Construction of Fe 0.64 Ni 0.36 @graphite nanoparticles via corrosion-like transformation from NiFe 2 O 4 and surface graphitization in flexible carbon nanofibers to achieve strong wideband microwave absorption.

Recently, microwave absorption (MA) materials have attracted intensive research attention for their ability to counteract the effects of ever-growing electromagnetic pollution. However, conventional microwave absorbers suffer from complex fabrication processes, poor stability and different optimal thicknesses for minimum reflection loss (RL min ) and widest effective absorption bandwidth (EAB). To address these issues, we have used electrospinning followed by high-temperature annealing in argon to develop a flexible microwave absorber with strong wideband absorption. The MA properties of the carbon nanofibers (CNFs) can be tuned by adjusting annealing temperature, and are dependent on the composition and microstructure of the CNFs.

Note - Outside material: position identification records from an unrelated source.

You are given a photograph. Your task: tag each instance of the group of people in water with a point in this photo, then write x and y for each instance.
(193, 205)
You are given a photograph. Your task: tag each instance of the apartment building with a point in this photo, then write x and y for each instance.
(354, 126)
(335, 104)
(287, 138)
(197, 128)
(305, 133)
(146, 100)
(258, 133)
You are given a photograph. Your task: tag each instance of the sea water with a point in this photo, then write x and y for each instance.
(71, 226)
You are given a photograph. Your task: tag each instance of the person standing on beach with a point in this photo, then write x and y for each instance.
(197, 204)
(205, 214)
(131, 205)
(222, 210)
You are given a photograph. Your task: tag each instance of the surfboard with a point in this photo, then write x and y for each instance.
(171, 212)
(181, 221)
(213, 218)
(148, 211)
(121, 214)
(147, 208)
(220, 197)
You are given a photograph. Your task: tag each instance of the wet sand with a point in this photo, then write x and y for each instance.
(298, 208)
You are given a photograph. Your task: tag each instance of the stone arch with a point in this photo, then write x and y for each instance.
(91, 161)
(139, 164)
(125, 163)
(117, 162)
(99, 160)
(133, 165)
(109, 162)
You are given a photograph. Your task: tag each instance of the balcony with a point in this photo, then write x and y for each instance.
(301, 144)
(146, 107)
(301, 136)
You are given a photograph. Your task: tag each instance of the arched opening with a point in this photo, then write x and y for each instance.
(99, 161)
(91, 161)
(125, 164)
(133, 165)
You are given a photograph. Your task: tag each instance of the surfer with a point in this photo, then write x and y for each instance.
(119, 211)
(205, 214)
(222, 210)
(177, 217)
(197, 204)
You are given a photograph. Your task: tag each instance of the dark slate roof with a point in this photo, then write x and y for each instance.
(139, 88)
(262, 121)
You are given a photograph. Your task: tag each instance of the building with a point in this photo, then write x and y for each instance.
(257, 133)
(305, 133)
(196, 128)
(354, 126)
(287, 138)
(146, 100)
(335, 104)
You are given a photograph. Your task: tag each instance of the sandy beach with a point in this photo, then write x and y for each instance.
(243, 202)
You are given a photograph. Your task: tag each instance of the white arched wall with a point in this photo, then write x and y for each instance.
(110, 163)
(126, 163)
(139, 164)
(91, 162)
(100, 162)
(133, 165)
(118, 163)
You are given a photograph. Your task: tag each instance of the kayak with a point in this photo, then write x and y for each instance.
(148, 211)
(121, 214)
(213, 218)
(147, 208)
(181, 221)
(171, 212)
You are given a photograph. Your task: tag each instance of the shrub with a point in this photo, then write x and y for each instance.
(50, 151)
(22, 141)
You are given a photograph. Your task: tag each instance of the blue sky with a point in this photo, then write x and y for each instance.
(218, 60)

The absorber membrane obtained at 800 °C consists of Fe 0.64 Ni 0.36 @graphite core-shell nanoparticles (NPs) embedded in CNFs, formed via a corrosion-like transformation from NiFe 2 O 4 to Fe 0.64 Ni 0.36 followed by surface graphitization. This nanostructure greatly enhances magnetic-dielectric synergistic loss to achieve superior MA properties, with an RL min of -57.7 dB and an EAB of 6.48 GHz (11.20-17.68 GHz) both acquired at a thickness of 2.1 mm. This work provides useful insights into structure-property relationship of the CNFs, sheds light on the formation mechanism of Fe 0.64 Ni 0.36 @graphite NPs, and offers a simple synthesis route to fabricate light-weight and flexible microwave absorbers.